Partenia sans frontières

« J’ai été convoqué à Rome par le cardinal Gantin, préfet de la Congrégation des évêques, le 12 janvier à 9:30. Les menaces qui pesaient sur moi depuis un certain temps ont été exécutées. Le couperet est tombé. On m’a notifié que j’étais relevé de mes fonctions d’évêque et que le siège d’Évreux serait déclaré vacant le jour suivant à douze heures. On m’a invité à donner ma démission, chose que j’ai cru ne pas devoir faire. »
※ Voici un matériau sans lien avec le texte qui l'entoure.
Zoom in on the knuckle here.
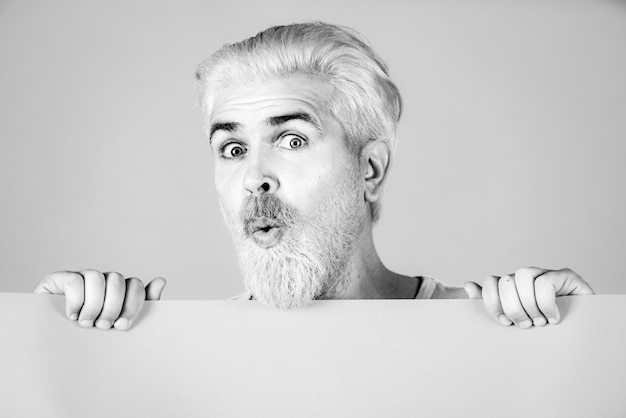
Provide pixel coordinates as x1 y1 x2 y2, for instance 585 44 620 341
105 272 124 286
126 277 146 296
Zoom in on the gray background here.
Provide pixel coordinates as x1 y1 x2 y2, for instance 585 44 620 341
0 0 626 299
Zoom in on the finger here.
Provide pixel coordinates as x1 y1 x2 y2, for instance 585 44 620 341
463 282 483 299
544 268 594 296
515 267 548 327
33 271 85 321
96 272 126 329
482 276 513 327
146 277 166 300
114 277 146 330
535 274 561 324
498 275 533 328
78 270 105 328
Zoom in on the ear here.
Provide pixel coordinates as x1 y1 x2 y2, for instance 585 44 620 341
363 141 391 203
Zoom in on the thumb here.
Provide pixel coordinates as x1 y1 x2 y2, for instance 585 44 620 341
463 282 483 299
146 277 166 300
537 268 594 296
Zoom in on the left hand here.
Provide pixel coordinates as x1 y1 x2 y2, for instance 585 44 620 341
465 267 594 328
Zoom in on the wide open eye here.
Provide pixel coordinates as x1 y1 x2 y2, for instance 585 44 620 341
278 134 306 149
220 142 248 158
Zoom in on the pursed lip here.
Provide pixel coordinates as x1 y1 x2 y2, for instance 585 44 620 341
246 217 284 248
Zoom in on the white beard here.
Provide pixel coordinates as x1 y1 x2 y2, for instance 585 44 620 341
222 168 365 309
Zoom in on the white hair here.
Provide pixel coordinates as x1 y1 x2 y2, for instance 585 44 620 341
196 22 402 221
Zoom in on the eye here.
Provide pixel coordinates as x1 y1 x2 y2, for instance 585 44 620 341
220 142 247 158
278 134 306 149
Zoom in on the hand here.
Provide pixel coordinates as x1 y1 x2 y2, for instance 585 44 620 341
465 267 594 328
33 270 165 330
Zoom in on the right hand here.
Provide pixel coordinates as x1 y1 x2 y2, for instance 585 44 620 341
33 270 165 330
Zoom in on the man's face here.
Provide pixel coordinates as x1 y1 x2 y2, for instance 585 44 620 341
209 75 368 308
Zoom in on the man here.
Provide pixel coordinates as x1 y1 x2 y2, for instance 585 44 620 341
35 23 593 329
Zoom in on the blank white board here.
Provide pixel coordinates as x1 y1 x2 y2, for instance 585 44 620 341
0 293 626 418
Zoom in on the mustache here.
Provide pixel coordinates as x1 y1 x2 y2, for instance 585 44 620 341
241 194 298 235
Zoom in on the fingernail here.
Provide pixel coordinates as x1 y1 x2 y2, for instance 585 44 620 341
498 314 513 327
96 319 111 329
80 319 93 328
115 318 130 329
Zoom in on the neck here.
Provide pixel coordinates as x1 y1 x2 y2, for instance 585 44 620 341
324 224 419 299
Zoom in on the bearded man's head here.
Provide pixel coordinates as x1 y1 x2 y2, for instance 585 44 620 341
196 23 402 308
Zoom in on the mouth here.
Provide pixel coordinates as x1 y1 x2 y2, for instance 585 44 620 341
246 217 284 248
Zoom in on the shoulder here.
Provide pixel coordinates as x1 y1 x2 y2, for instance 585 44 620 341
415 276 467 299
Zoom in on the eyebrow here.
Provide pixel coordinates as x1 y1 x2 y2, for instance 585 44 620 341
209 112 322 142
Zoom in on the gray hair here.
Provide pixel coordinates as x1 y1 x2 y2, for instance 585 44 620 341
196 22 402 220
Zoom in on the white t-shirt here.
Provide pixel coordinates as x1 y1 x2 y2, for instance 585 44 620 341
229 276 467 300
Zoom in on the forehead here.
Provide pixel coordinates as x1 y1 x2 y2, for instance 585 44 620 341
209 74 333 125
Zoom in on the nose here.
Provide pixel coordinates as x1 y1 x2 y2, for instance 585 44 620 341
243 150 279 197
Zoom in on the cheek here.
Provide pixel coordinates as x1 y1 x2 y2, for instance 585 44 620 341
214 169 240 212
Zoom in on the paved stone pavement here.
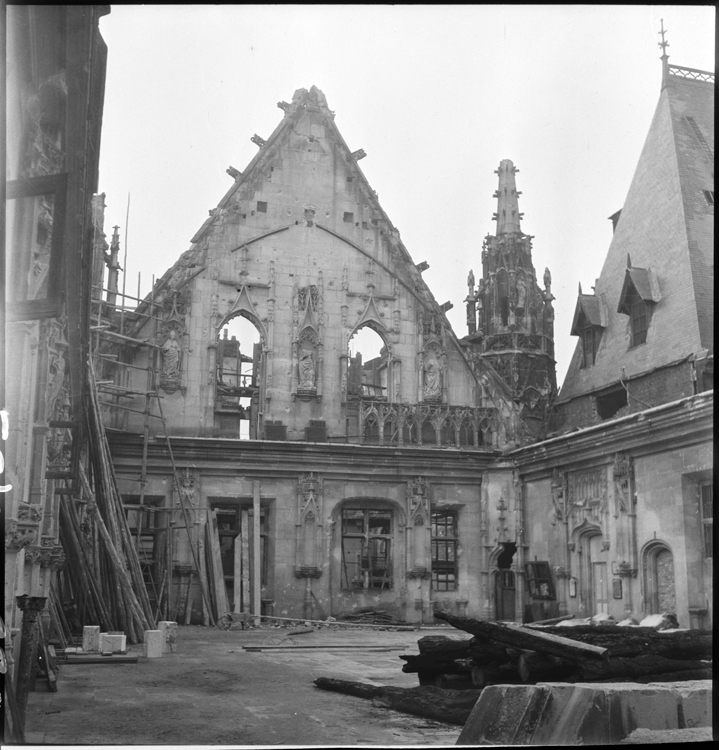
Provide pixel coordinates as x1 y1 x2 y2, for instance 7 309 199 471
26 626 463 747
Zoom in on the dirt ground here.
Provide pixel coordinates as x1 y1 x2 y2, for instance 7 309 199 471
26 626 461 747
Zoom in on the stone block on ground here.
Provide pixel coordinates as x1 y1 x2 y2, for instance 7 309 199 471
157 620 177 654
82 625 100 653
660 680 712 729
457 680 711 746
143 630 165 659
619 727 714 745
100 633 127 654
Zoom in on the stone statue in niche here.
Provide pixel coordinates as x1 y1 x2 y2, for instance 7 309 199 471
160 328 182 392
517 275 527 310
299 349 315 390
424 354 442 399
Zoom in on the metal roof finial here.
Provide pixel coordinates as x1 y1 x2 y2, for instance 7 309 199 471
657 18 669 88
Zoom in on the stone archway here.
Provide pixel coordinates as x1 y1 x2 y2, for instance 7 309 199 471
642 542 677 615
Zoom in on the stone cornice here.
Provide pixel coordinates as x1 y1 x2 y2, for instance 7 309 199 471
508 391 714 479
108 433 501 484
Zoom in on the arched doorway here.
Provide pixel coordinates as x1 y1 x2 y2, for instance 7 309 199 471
579 530 609 617
644 542 677 615
215 314 262 440
494 542 517 621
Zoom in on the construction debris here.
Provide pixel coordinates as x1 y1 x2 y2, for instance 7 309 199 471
416 612 712 689
315 677 481 726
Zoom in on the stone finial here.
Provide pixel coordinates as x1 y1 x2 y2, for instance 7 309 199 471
493 159 522 235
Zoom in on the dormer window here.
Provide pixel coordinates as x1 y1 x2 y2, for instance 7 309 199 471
571 285 607 370
617 256 661 349
630 299 649 347
582 326 599 369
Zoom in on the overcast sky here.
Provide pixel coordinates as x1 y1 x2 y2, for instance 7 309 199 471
99 5 714 384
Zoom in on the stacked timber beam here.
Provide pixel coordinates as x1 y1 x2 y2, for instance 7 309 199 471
52 364 155 643
414 612 712 689
314 611 712 724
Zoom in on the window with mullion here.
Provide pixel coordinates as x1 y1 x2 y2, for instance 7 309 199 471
699 484 714 557
342 508 392 589
432 511 457 591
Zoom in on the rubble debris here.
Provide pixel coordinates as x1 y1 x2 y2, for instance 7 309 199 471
422 612 712 689
315 677 481 726
434 611 606 659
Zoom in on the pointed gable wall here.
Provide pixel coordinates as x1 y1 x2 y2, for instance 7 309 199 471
122 87 513 440
558 70 713 412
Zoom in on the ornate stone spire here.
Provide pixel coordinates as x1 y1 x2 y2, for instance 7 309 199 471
492 159 524 236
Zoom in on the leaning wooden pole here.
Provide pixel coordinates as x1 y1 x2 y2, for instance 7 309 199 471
157 396 216 627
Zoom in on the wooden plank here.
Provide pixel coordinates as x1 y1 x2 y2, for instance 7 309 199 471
197 511 215 627
207 509 230 620
240 508 250 614
434 611 607 659
252 480 262 627
232 534 242 615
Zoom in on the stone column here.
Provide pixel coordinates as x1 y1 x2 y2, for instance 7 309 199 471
15 594 47 728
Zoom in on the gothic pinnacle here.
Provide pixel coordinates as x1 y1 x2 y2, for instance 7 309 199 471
492 159 522 235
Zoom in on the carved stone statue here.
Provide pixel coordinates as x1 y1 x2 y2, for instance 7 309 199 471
544 268 552 294
161 329 181 385
517 274 527 309
424 357 441 398
299 349 315 389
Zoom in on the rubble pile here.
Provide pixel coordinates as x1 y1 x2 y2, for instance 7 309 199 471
414 612 712 689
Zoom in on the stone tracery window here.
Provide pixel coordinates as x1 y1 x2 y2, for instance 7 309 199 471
341 507 393 590
215 315 262 440
432 510 457 591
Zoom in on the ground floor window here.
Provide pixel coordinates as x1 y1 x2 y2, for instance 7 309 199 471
524 560 555 599
342 508 392 590
699 484 714 557
432 511 457 591
211 501 270 590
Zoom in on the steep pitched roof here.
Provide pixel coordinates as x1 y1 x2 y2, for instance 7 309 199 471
558 66 714 403
572 292 607 336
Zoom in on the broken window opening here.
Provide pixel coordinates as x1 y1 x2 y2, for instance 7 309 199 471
524 560 556 599
210 500 270 611
215 315 262 440
699 482 714 558
347 326 389 401
341 508 392 590
432 511 457 591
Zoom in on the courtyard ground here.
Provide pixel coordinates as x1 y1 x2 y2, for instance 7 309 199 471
26 626 462 747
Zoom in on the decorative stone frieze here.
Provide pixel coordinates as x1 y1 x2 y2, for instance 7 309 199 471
360 399 498 449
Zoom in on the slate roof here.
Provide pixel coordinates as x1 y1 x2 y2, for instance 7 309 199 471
557 66 714 403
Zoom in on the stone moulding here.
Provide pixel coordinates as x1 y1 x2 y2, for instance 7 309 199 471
360 399 498 450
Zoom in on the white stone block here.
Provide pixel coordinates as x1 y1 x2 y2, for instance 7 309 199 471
157 620 177 654
82 625 100 652
144 630 165 659
100 633 127 654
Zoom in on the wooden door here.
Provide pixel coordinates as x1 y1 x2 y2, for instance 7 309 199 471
494 570 516 621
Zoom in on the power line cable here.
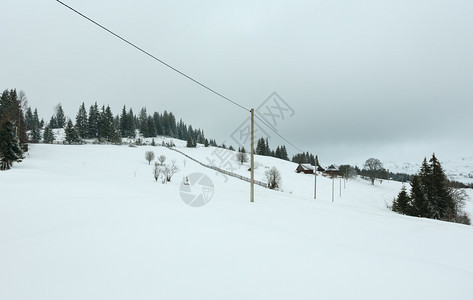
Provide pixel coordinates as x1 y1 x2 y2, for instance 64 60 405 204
56 0 304 152
56 0 250 112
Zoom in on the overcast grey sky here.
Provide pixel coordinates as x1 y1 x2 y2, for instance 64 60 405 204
0 0 473 164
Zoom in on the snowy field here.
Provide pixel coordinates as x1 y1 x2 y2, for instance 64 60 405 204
0 144 473 299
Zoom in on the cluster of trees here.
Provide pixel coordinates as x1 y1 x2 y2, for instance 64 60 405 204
392 154 470 224
0 90 27 170
291 152 320 166
255 138 289 160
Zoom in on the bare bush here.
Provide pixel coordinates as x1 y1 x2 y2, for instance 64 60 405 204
235 152 248 164
145 151 154 165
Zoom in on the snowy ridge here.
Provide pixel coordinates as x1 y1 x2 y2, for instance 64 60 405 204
0 139 473 299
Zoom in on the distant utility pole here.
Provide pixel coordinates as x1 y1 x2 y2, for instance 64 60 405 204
250 108 255 202
314 157 317 199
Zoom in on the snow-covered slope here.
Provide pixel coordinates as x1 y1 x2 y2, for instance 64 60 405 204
0 145 473 299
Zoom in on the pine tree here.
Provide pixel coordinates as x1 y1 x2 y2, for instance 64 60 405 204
392 185 411 215
43 125 54 144
429 154 457 221
410 175 429 218
281 145 289 160
55 103 66 128
187 135 197 148
25 107 33 130
153 112 164 135
256 138 266 155
31 108 41 143
148 116 156 137
0 121 23 170
138 107 149 138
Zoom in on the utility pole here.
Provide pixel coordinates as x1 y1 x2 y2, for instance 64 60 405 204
340 176 342 197
250 108 255 202
332 176 335 203
314 156 318 199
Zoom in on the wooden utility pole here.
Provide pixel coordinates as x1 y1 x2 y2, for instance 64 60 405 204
250 108 255 202
332 176 335 202
340 177 342 197
314 157 317 199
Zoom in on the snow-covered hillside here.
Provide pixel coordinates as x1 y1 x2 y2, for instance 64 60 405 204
0 141 473 299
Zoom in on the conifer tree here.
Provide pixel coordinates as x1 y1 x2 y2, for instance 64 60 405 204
25 107 33 130
55 103 66 128
76 102 89 139
43 125 54 144
410 175 429 218
65 119 80 144
88 102 99 139
392 185 411 215
148 116 156 137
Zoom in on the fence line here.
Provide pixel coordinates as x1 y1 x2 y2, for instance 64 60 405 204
167 147 268 188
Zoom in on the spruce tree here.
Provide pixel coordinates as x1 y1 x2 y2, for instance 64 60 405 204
392 185 411 215
65 119 80 144
25 107 33 130
410 175 429 218
43 125 54 144
55 103 66 128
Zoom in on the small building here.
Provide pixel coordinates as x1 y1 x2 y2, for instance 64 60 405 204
325 165 338 177
296 164 314 174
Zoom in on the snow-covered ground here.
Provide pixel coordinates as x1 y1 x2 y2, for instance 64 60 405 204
0 144 473 299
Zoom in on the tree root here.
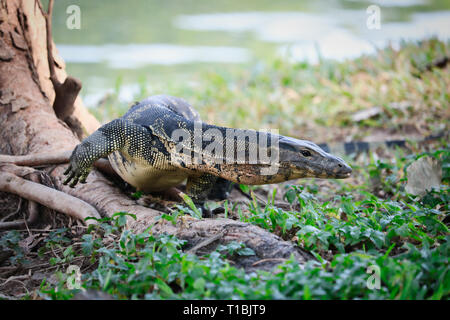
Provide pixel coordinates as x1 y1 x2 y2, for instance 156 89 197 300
0 171 100 228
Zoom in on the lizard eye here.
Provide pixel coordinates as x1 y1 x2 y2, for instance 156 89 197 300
300 150 311 157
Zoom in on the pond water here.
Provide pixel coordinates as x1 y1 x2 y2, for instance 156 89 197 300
53 0 450 107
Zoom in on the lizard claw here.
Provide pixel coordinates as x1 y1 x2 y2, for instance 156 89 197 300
63 147 91 188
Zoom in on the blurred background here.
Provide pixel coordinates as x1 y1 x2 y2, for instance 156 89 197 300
53 0 450 107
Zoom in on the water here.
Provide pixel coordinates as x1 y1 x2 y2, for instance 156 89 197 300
53 0 450 106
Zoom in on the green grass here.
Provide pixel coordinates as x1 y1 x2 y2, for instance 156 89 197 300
0 40 450 299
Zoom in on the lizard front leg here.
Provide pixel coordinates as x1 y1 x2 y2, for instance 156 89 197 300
63 119 128 188
186 173 218 217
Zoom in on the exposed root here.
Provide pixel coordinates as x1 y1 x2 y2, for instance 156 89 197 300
0 172 100 225
0 151 72 167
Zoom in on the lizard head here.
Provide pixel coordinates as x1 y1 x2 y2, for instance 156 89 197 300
279 136 352 179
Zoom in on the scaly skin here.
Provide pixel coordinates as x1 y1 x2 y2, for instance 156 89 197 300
64 95 352 202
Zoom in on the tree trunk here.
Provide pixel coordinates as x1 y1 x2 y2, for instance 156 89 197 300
0 0 310 269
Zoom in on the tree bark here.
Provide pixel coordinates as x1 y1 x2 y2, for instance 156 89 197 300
0 0 310 270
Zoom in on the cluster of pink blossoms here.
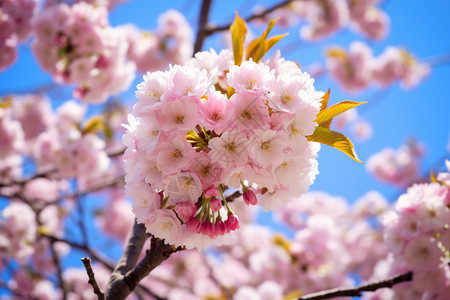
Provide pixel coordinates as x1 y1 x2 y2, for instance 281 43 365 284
32 1 192 103
366 141 424 187
0 0 36 71
32 2 135 102
123 50 323 248
132 192 388 300
327 42 430 91
119 10 194 73
258 0 389 40
376 179 450 299
45 0 128 10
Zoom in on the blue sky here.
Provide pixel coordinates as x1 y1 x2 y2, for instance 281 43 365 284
0 0 450 256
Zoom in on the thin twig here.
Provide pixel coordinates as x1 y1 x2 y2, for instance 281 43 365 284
75 182 89 247
193 0 212 54
297 272 413 300
41 233 114 270
105 222 181 299
50 240 67 300
81 257 105 300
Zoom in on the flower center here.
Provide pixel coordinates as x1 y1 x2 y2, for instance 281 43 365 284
172 149 183 158
261 142 272 153
225 142 236 152
281 95 294 104
175 115 184 124
241 110 252 120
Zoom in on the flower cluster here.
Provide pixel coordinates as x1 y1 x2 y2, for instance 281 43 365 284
129 192 387 300
327 42 430 91
32 2 135 102
33 101 110 183
120 10 193 73
384 183 450 299
123 50 323 248
258 0 389 40
366 141 424 187
45 0 128 10
0 0 36 71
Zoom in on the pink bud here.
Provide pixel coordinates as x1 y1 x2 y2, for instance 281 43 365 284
242 189 258 205
205 186 220 199
95 55 109 69
186 217 202 233
158 191 164 202
174 201 197 222
225 214 239 232
209 197 222 212
201 221 215 239
216 221 227 235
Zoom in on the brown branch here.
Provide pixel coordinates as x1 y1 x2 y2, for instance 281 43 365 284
193 0 212 54
81 257 105 300
105 222 180 299
297 272 413 300
41 233 114 270
50 240 67 300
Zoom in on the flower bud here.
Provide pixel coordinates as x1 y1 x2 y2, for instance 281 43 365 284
242 189 258 205
225 214 239 232
209 197 222 212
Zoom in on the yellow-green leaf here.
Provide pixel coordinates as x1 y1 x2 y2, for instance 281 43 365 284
326 47 348 60
283 289 303 300
306 126 362 162
245 20 277 62
82 115 105 134
315 100 367 128
320 89 330 111
259 33 289 59
230 12 247 66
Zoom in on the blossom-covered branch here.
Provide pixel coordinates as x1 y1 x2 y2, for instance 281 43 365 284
297 272 413 300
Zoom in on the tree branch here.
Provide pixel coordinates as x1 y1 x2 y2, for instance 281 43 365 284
41 233 114 270
81 257 105 300
193 0 212 54
50 240 67 300
105 222 180 299
297 272 413 300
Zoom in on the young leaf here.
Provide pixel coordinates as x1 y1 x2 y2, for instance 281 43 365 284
315 100 367 128
246 19 288 62
306 126 362 162
320 89 330 111
260 33 289 59
230 12 247 66
246 20 277 62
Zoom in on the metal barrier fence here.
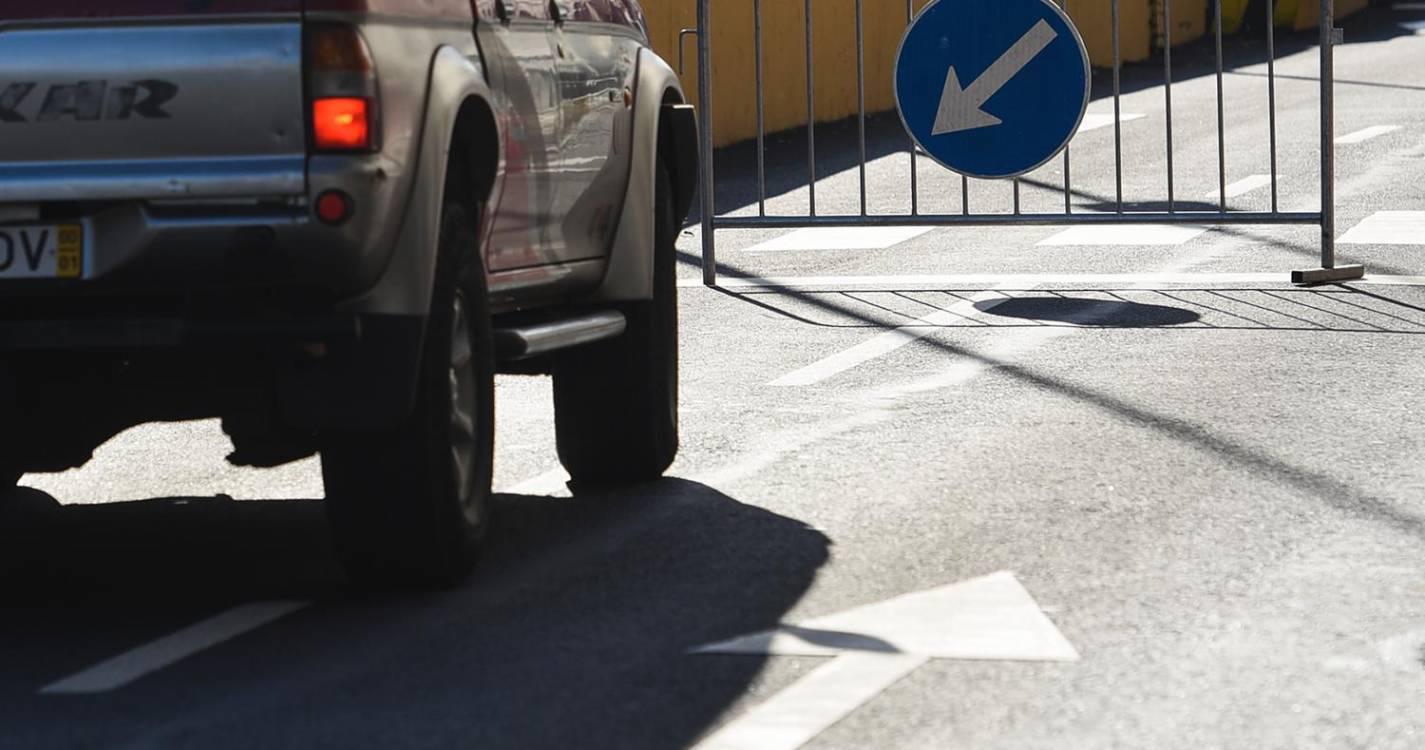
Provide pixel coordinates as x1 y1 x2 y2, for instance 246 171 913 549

Voilà ce que disait le communiqué de presse de Jacques Gaillot, évêque d’Évreux, le 13 janvier 1995, le jour même où le pape Jean-Paul II le relevait de ses fonctions. Ses délits ? Ils sont nombreux : réclamer tous les droits humains, défendre les condamnés et les prisonniers, être ouvertement en désaccord avec la doctrine ecclésiastique sur la morale sexuelle, les préservatifs, l’avortement et la famille, affirmer la dignité sacrée des orientations sexuelles et des identités de genre différentes, se prononcer contre le célibat sacerdotal obligatoire, appuyer ouvertement les objecteurs de conscience, protester contre les armes et les essais nucléaires de l’État français, cautionner le soulèvement palestinien et rencontrer Yasser Arafat, visiter un jeune militant antiapartheid d’Évreux condamné à quatre ans de prison par le régime sud-africain, manquant, pour ce faire, d’accompagner le pèlerinage diocésain à Lourdes, écrire contre la guerre du Golfe (Lettre ouverte à ceux qui prêchent la guerre et la font faire à d’autres), condamner le blocus contre l’Irak, convoquer dans son diocèse un synode de trois ans. Par exemple.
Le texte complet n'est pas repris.